Tune into President Obama’s jobs speech Thursday and you may see a familiar face in the crowd.

Gov. Martin O’Malley will attend the president’s economic speech before a joint session of Congress, the governor’s office revealed Wednesday.

A spokeswoman for O’Malley said the invitation was extended by the White House earlier this week.

“It was definitely last-minute,” said Takirra Winfield, the spokeswoman.

“I think the White House does recognize the governor’s stance on jobs and job creation,” she said. “He’s right there with the Obama administration in finding innovative ways to invest in and create jobs.”

Indeed, not only is O’Malley an easy choice for a short-notice invite — the Maryland State House is a 32 mile drive from the White House – but the two men haven’t been shy about promoting what they believe to be the government’s ability to spur job creation.

Just last week, O’Malley appointed nine members to a board that will oversee a venture capital program filled with $75 million in state funds.

“For a modern economy to create jobs we need to make modern investments,” O’Malley said then.

Then there was Obama’s $787 billion stimulus program and the plan he’ll unveil Thursday is expected to cost at least $300 billion.
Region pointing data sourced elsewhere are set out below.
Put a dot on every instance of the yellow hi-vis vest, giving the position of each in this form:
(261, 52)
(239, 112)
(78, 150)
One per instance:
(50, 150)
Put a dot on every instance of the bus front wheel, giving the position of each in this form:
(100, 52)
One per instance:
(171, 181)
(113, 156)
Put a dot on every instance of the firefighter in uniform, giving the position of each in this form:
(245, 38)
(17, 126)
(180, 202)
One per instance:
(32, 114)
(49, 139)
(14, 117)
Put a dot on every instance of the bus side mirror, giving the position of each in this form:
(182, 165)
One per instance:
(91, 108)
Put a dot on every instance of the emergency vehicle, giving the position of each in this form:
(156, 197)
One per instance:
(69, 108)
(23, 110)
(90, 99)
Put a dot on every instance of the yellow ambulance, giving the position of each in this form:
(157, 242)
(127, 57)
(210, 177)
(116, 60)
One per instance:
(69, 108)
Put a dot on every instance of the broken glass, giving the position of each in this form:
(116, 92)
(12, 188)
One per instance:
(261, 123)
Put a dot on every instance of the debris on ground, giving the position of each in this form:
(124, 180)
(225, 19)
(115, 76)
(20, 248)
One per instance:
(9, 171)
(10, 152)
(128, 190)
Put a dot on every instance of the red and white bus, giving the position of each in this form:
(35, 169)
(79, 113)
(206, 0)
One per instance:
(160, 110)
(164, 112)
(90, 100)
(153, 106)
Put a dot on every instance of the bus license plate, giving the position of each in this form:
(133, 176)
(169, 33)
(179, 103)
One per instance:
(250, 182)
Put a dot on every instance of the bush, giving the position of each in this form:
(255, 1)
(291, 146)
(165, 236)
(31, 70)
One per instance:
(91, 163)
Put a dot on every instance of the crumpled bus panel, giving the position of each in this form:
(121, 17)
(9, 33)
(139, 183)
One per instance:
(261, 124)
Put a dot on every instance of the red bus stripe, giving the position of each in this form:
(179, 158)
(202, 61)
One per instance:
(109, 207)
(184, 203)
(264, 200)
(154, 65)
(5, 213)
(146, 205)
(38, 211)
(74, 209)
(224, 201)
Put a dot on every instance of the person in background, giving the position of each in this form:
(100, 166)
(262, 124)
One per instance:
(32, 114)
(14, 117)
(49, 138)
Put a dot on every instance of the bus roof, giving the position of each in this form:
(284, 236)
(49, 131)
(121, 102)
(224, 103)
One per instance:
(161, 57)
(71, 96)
It will include tax cuts and infrastructure spending, according to The Washington Post.

O’Malley will “be there to listen and see how this affects Maryland,” Winfield said.

No word yet on whether or not O’Malley will get a presidential shout-out during the speech. You’ll just have to tune in and find out, unless you’d rather watch football. (If nothing else, the jobs speech will effectively push football previews onto G4 and SyFy, channels better known for coverage of video games and this. That’s some kind of accomplishment.)